Tapi entah kenapa, setelah menuliskannya, napasku terasa lebih lapang. Seperti baru saja menyelesaikan satu kampanye penting yang selama ini tertunda—kampanye untuk diriku sendiri.

.

Kembali ke Jakarta tidak otomatis membuat hidupku berubah total. Ponsel tetap berdering, email tetap berdatangan, bisnis tetap harus berjalan. Tapi sesuatu pelan-pelan bergeser.

Pagi pertama tiba di apartemen, aku membuka kalender dan mulai menghapus beberapa janji. Zoom jam tujuh dengan Rengga kuundur ke jam sepuluh. Meeting yang tidak krusial kutitipkan ke tim.

Tangan ini bergetar saat menulis pesan pada Rengga:

Ga, aku baru pulih dari kelelahan. Aku butuh mengatur ulang jam kerjaku. Kita bisa meeting jam 10, bukan 7. Kalau brand-mu butuh orang yang bisa standby kapan pun tanpa batas, mungkin kamu perlu tim lain. Tapi kalau kamu mau kerja sama jangka panjang, kita harus saling menjaga ritme.

Kutekan tombol send dan menutup mata. Ada rasa takut, tapi anehnya juga lega.
Rengga menjawab tiga menit kemudian.

Oke, Ning. Jam 10 juga nggak apa-apa. Sorry ya, aku sering kebablasan minta ini-itu. Kamu harusnya bilang dari dulu.

Aku membaca pesannya berkali-kali. Di kepalaku, suara kecil bertanya: Ternyata sesimple itu? Selama ini aku takut apa?

Sore harinya, aku mengumpulkan tim di kantor kecil kami di Sudirman. Studio itu menempati satu sudut coworking space dengan jendela besar menghadap gedung-gedung tinggi. Di dinding, papan tulis bertuliskan “Make Stories That Matter” dengan spidol hitam yang mulai memudar.
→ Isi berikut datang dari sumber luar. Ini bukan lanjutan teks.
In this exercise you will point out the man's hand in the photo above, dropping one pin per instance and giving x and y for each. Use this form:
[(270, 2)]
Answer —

“Mulai bulan ini,” kataku di depan mereka, “kita akan menata ulang cara kerja. Overtime tetap mungkin, tapi tidak boleh menjadi kebiasaan. Minggu malam tidak ada chat soal kerjaan, kecuali benar-benar darurat. Dan kalau kalian merasa lelah, kalian boleh bilang. Bukan berarti kalian lemah.”

Salah satu copywriter termuda, Raras, mengangkat tangan.
“Mbak, terus kalau klien marah?”

Aku tersenyum. “Kita bukan robot yang disewa dua puluh empat jam. Kita manusia yang diajak kerja sama. Kalau ada klien yang tak bisa memahami itu, mungkin mereka bukan klien yang tepat untuk kita.”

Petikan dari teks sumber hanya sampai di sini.